A lazy person's weekend - 10 meals and 2 snacks for less than £12

I used to have a half day on Fridays so I'd start this off as soon as I got home, you'll get at least 2 meals of chicken breast in wraps, 2 "roast dinner" type meals of chicken leg, potatoes, parsnips and veggies of your choice, 2 unhealthy snacks and around 6 meals from the congee depending how thick you make it.

Ingredients :
  • 1 large whole fresh raw chicken approx 2kg £5.50  
  • 1 tbsp salt £0.10
  • 1 pack of tortillas £1
  • Sauce of choice e.g. BBQ, sweet chilli, hot sauce £0.10
  • 1/2 tbsp olive/vegetable/other oil £0.20
  • 200g grated cheese £1
  • 1kg potatoes £1
  • 500g parsnips or other veg (I like onions) to roast £1
  • 1 inch fresh ginger £0.30
  • 2 cups uncooked rice £0.50
  • A few lines of sriracha £0.30
  • Soy sauce to taste £0.20
  • Optional - cucumber, lao gan ma, fresh garlic, sugar, salt £1 to make cucumber salad, recipe at the bottom here, or salted duck eggs/century eggs 
First off the roasted spatchcocked chicken:
  • Preheat the oven to around 220 degrees C, then lay the chicken on the cutting board, breast side down, and in theory use kitchen shears to cut out the backbone (I use normal scissors and pull it apart as well). 
  • Optional: Parboil the potatoes for a few minutes if you'd like, I don't bother, you can peel the potatoes and put the scraps into the stock pot too but I leave the skin on. 
  • Put the backbone into a large stock pot - this will be for the congee. Open the chicken like a book then flip it over, and press down in the middle of the breasts with your hands to crack the bone and flatten it out.
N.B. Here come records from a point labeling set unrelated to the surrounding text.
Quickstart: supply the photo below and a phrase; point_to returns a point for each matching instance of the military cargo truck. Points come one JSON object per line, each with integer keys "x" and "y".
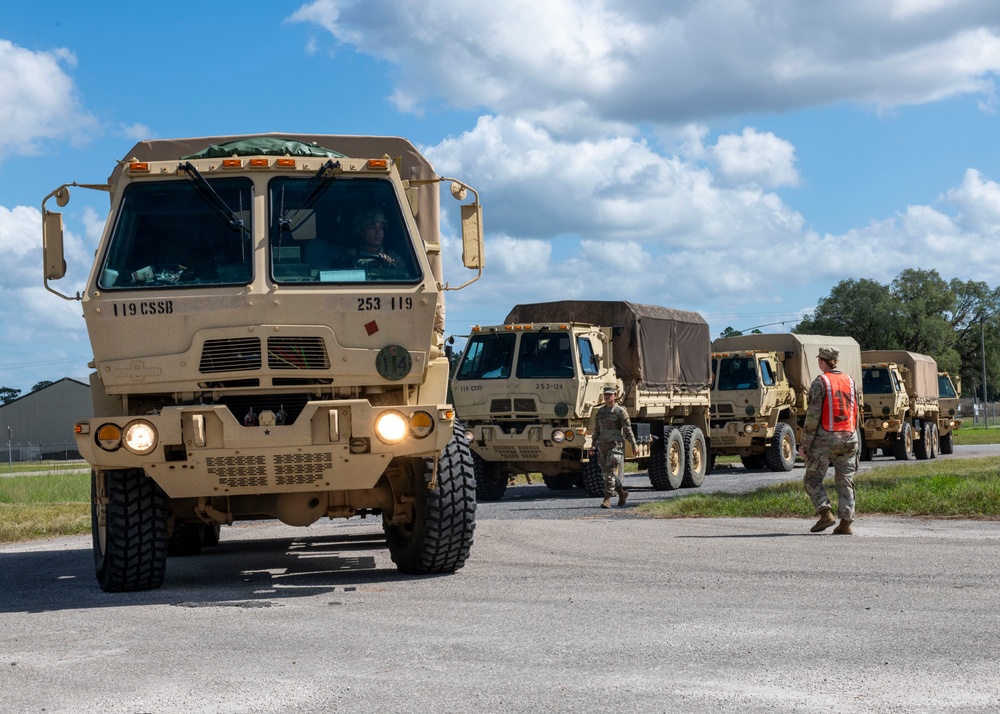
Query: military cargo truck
{"x": 528, "y": 391}
{"x": 901, "y": 409}
{"x": 950, "y": 418}
{"x": 266, "y": 315}
{"x": 760, "y": 393}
I don't care too much about this bit as long as the legs/wings are facing outwards. 
  • Wash then chop up the potatoes and parsnips, as many as will fit in the oven tray, arrange them on the tray. Place the spatchcocked chicken on top of the potatoes etc. in the middle of the tray, then with a pinch of salt at a time, rub salt over the skin, and also between the skin and the breasts. 
  • Sprinkle a little more salt over the potatoes and then toss the potatoes that aren't covered by chicken with the olive oil. 
  • Roast for about 45 mins, in theory you should turn over the potatoes and pour some of the juices back over the chicken but I don't bother. 

Roast dinner (2 meals): 
Peel the skin off the chicken and eat it, or don't. I have 1 chicken leg, 1 wing and some potatoes and stuff for a meal, 

Wraps (2 meals):
The chicken breasts should come off easily with your fingers/a knife or fork once the chicken has cooled a bit, chop up the breasts and eat with a sauce of your choice + some cheese or veggies etc. in tortillas. I pull off all the meat from the carcass with my fingers, put the good meat into a box for more wraps or something else, and the less nice things with veins or whatever into a box to go in my congee later. 

Congee (6 meals): 
Once the meat is all off the carcass, put all the bones into your stock pot. I usually put this into the fridge and make the congee the next day instead. Full congee recipe can be found here
  • Put a load of water into the pot with the scraps/bones - this is more than 1 litre for me, Bring to the boil at high heat, then simmer for 2 hours.
  • Use a sieve or something to separate the bones from the stock.
  • Wash rice then add the rice to the stock, bring to the boil on high heat then leave on a low simmer (2-3 on my 1-9 hob). Add peeled and finely chopped ginger. 
  • Simmer for 2+ hours, then leave to cool. Store in the fridge for up to 5 days.